IT jobs are getting scarce again, and I believe it. I don’t have a cure but I have a suggestion: Specialize. Specifically, specialize in security.
Why? Turnover. Turnover in my department is rampant, because other companies offer my coworkers more money, a promotion, or something tangible to come work for them. I asked our CISO point blank if he’s worried. He said unemployment in security is 0.6 percent, so this is normal. What we have to do is develop security people, because there aren’t enough of them.
I made that transition, largely by accident, so I’ll offer some advice.
The most important thing is just to find the field of security that relates to what you’ve already done. I’ve been a sysadmin almost half my life, and early in my career I got stuck with the duties nobody wanted, like deploying patches. Deploying patches happens to be a critical security duty.
When I moved to security, I did a lot of policy work. I liked the money and I guess I was OK at it, but then I got a job auditing patch deployments and creating monthly metrics and analyzing where we are versus where we want or need to be.
It related directly to my old work. I had to learn to think like a bad guy, to think about how I would exploit a network the day after Patch Tuesday in order to set priorities, but that’s a journey that any competent sysadmin ought to be able to take. The other half of the job is being able to estimate the levels of effort involved, in order to keep my bosses’ and the sysadmins’ bosses’ expectations realistic.
Admittedly the move can be tricky. If you search job boards for security job descriptions, there’s virtually nothing in each description to distinguish them from another. From reading the job descriptions, every security job is ensuring compliance with company policy and legal requirements, working with vendors and partners in infrastructure, and contributing to the company’s information security awareness program. Seriously, that’s every job I’ve applied for in the last four years, even though the roles have been very different in practice.
Here’s what I recommend. Get a book on the CISSP, even if you don’t plan to get the certification. Get an old one because it’s cheap. The next step is to find the parts of the book that don’t put you to sleep or make your head explode. I can think of three approaches to it: Skimming chapters, skimming the table of contents, or skimming the index. There may only be 10 pages in that 1,000-page book that interest you, but that doesn’t matter. What matters is knowing which 10 pages they are.
Next, figure out how that portion that interests you relates to your experience. That may require some searching but it’s worth it.
The last step is listening to some security podcasts. For getting started in security, I really recommend Liquid Matrix Security Digest. Start with episode #1 and listen all the way to their most recent one. Their news segments will be a bit dated, but there’s plenty of wisdom in their discussion about the old news, and they talk quite a bit about security practices. Liquid Matrix is the perennial runner-up for the best security podcast, but for someone who’s trying to learn about the industry, I think it’s the best one by a long shot.
Another good one to listen to is the SANS Internet Storm Center. Recorded every single weekday, it’s a 5-6 minute high-level overview of what’s going on right now.

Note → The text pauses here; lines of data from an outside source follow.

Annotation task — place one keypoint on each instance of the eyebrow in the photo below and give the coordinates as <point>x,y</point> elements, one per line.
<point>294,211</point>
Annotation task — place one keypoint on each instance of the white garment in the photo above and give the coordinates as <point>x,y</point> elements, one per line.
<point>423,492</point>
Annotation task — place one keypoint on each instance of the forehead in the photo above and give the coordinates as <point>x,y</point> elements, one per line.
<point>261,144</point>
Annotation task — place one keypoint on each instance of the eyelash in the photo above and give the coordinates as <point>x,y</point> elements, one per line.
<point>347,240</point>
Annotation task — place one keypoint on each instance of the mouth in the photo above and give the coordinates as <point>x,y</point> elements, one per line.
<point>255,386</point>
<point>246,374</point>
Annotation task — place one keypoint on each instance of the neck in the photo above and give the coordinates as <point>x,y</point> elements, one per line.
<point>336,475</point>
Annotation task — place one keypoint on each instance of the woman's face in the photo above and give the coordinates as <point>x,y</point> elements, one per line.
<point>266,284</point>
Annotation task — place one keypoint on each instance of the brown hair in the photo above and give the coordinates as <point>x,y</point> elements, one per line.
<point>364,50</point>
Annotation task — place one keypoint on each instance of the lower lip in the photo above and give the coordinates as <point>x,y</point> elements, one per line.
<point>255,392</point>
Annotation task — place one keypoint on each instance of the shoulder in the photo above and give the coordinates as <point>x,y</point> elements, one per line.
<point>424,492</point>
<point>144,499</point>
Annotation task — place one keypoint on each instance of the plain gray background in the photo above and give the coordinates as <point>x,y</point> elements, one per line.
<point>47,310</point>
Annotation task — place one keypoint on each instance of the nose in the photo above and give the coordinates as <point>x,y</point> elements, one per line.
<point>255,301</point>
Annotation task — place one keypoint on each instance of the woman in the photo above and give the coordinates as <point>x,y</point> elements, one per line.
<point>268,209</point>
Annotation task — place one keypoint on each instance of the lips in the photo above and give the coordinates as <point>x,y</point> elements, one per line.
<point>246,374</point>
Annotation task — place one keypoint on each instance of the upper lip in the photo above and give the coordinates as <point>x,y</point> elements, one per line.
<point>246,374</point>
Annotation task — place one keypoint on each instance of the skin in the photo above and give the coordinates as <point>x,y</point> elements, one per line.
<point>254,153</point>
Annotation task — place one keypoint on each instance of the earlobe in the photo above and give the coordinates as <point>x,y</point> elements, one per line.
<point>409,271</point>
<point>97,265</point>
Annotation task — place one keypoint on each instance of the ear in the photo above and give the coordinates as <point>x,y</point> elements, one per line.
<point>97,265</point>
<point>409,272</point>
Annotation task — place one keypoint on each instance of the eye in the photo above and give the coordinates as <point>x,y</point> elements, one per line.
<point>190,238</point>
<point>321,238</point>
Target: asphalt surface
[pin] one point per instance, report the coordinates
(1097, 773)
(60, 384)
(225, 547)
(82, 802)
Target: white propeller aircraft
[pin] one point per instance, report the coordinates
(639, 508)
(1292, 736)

Think of how the things they talk about on those podcasts relate to what you know, and when they talk about things you don’t understand, do some Google searches to learn. You’ll be surprised how quickly you pick it up.
Listening to a couple of podcasts won’t make you an expert, but I’ve given that recommendation to a number of people and you’d be surprised how few show the initiative to listen.
I can’t guarantee that doing these three things alone will get you into your first pure security role, but it will give you a leg up. Finding the 10 pages of a 1,000-page security book that interest you and listening to 64 hours’ worth of Liquid Matrix podcasts takes some effort and shows some initiative. And I do know people who were hired for roles where they weren’t necessarily the best fit just because the hiring manager didn’t want them to slip away. They plugged them in to the best fit they could manage, played them out of position in that role for a year or two, but then, when a good opening came up, moved them into that better role.